El equipo de científicos presentara sus hallazgos en el marco de la 253rd National Meeting & Exposition of the American Chemical Society (ACS).

“Los materiales basados en el carbono son los materiales más versátiles usados en el campo de almacenamiento y conversión de energía” dijo Dongjiang Yang, Ph.D. “Queremos producir materiales basados en el carbono de una forma realmente ‘verde’. Dada la renovabilidad de las macroalgas, elegimos los extractos de macroalgas como un precursor y molde para sintetizar materiales de carbono porosos”. Él explica que el proyecto abre una nueva forma de utilizar materiales abundantes en la Tierra para desarrollar nanomateriales de carbono multifuncionales de alto rendimiento para el almacenamiento y catálisis a gran escala.

Los materiales tradicionales de carbono, como el grafito, han sido esenciales para crear el panorama energético actual. Sin embargo, para dar el salto a la próxima generación de las baterías de iones de litio y otros dispositivos de almacenamiento, se necesita un mejor material, preferiblemente uno que pueda ser suministrado de manera sostenible, dijo Yang.

Con estos factores en mente, Yang, que actualmente trabaja en la Qingdao University (China), miró al océano.

Las macroalgas son abundantes y crecen fácilmente. Mientras que Yang estuvo en la Griffith University en Australia, él trabajó con colegas de de Qingdao University y Los Alamos National Laboratory en EEUU para elaborar nanofibras de carbono porosas del extracto de macroalga.

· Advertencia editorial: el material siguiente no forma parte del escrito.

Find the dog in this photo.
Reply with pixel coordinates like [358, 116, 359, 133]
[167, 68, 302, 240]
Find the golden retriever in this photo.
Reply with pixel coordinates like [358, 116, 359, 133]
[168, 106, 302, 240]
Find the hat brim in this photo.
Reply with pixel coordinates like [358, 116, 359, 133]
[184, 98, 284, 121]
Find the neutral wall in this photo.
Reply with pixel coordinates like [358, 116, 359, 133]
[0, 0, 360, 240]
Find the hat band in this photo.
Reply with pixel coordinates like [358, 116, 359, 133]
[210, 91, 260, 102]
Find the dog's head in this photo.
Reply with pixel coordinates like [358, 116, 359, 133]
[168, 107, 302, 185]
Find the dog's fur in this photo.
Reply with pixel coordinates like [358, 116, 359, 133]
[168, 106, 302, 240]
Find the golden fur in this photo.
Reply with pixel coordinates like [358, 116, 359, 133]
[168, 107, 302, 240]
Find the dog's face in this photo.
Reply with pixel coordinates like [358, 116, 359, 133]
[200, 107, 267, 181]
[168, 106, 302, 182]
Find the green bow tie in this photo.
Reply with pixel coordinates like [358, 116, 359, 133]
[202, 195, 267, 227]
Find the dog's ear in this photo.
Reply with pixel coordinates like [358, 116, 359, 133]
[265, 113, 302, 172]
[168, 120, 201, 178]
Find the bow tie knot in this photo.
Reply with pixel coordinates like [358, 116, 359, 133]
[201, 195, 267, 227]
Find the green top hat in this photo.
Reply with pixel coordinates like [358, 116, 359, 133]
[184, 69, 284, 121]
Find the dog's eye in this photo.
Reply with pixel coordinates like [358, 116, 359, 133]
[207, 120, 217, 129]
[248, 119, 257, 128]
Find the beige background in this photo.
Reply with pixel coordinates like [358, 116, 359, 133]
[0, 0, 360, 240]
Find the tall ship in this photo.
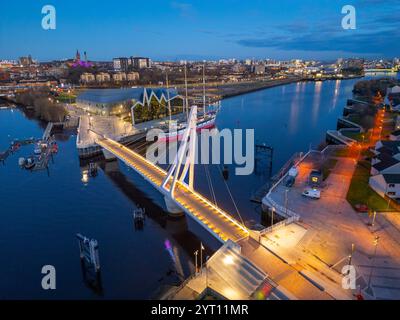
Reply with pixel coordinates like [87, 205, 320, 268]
[158, 65, 221, 142]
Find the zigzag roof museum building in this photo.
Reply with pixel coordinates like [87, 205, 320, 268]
[76, 88, 183, 123]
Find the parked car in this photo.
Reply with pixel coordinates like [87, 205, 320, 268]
[302, 189, 321, 199]
[285, 176, 296, 188]
[354, 203, 369, 213]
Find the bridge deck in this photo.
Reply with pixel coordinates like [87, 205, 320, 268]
[97, 138, 248, 241]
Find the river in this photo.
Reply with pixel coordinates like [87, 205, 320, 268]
[0, 76, 376, 299]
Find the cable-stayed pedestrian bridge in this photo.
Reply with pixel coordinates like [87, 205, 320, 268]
[97, 106, 249, 243]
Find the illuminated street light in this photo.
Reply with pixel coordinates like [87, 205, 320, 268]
[200, 242, 205, 272]
[349, 243, 355, 273]
[367, 236, 379, 290]
[271, 207, 275, 227]
[224, 255, 234, 265]
[194, 250, 199, 274]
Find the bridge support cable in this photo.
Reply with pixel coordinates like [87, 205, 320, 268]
[161, 106, 197, 199]
[203, 166, 218, 208]
[218, 166, 245, 226]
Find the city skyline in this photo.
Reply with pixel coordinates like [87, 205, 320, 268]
[0, 0, 400, 61]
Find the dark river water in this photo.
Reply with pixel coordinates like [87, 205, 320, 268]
[0, 80, 376, 299]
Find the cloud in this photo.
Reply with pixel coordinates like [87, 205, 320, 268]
[171, 1, 194, 18]
[237, 28, 400, 56]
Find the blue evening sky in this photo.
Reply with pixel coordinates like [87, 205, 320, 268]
[0, 0, 400, 61]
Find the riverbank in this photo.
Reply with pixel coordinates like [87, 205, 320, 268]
[178, 77, 303, 103]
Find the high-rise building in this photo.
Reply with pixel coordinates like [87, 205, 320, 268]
[19, 55, 33, 67]
[131, 57, 151, 70]
[113, 58, 129, 71]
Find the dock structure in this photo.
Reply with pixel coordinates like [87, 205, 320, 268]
[42, 122, 54, 141]
[76, 115, 141, 158]
[133, 207, 146, 230]
[76, 233, 100, 272]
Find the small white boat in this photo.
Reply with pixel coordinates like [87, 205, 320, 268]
[24, 157, 36, 170]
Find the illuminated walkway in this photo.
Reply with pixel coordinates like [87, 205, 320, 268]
[97, 137, 249, 243]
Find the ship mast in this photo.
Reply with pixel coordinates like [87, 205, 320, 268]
[183, 61, 189, 119]
[203, 61, 206, 116]
[165, 71, 172, 122]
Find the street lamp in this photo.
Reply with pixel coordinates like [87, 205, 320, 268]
[194, 250, 199, 274]
[370, 211, 376, 227]
[285, 189, 289, 215]
[200, 242, 205, 273]
[271, 207, 275, 227]
[349, 243, 355, 273]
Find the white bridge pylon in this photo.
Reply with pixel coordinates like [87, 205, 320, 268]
[161, 106, 197, 199]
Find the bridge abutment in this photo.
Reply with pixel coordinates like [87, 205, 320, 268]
[164, 196, 185, 216]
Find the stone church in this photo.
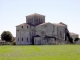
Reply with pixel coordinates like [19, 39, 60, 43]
[16, 13, 78, 45]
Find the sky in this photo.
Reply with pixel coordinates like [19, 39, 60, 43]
[0, 0, 80, 37]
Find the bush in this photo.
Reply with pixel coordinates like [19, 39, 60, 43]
[11, 42, 16, 45]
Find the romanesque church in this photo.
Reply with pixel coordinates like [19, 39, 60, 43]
[16, 13, 78, 45]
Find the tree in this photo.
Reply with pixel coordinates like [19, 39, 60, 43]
[74, 37, 79, 42]
[1, 31, 13, 42]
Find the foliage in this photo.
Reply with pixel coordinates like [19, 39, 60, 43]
[74, 37, 79, 41]
[11, 41, 16, 45]
[0, 45, 80, 60]
[1, 31, 13, 42]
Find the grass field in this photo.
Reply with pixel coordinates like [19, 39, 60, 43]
[0, 45, 80, 60]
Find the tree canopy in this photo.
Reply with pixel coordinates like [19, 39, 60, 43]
[1, 31, 13, 42]
[74, 37, 79, 41]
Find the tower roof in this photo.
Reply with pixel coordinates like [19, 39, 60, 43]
[27, 13, 45, 17]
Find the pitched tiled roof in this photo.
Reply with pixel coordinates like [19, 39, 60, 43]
[16, 23, 29, 27]
[39, 22, 52, 25]
[28, 13, 44, 16]
[70, 32, 78, 35]
[53, 23, 65, 26]
[59, 22, 66, 25]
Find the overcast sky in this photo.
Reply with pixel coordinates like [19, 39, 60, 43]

Las moléculas de alginato enlazan a iones metálicos como el cobalto, lo que resulta en nanofibras con una estructura de “caja de huevo”, con las unidades de alginato envolviendo los iones metálicos. Esta arquitectura es clave para la estabilidad de los materiales y la síntesis controlable, manifestó Yang.

Los ensayos mostraron que los materiales derivados de las macroalgas tienen una gran capacidad reversible de 625 miliamperio por gramo (mAhg-1), lo cual es considerablemente mayor que el 372 mAhg-1 de los tradicionales ánodos de grafito para las baterías de iones de litio. Esto podría ayudar a duplicar el rango de los carros eléctricos si el material del cátodo es de igual calidad.

Los científicos recibieron fondos del National Natural Science Foundation of China, el National High-Tech Research and Development Program of China y el Australian Research Council Discovery Project.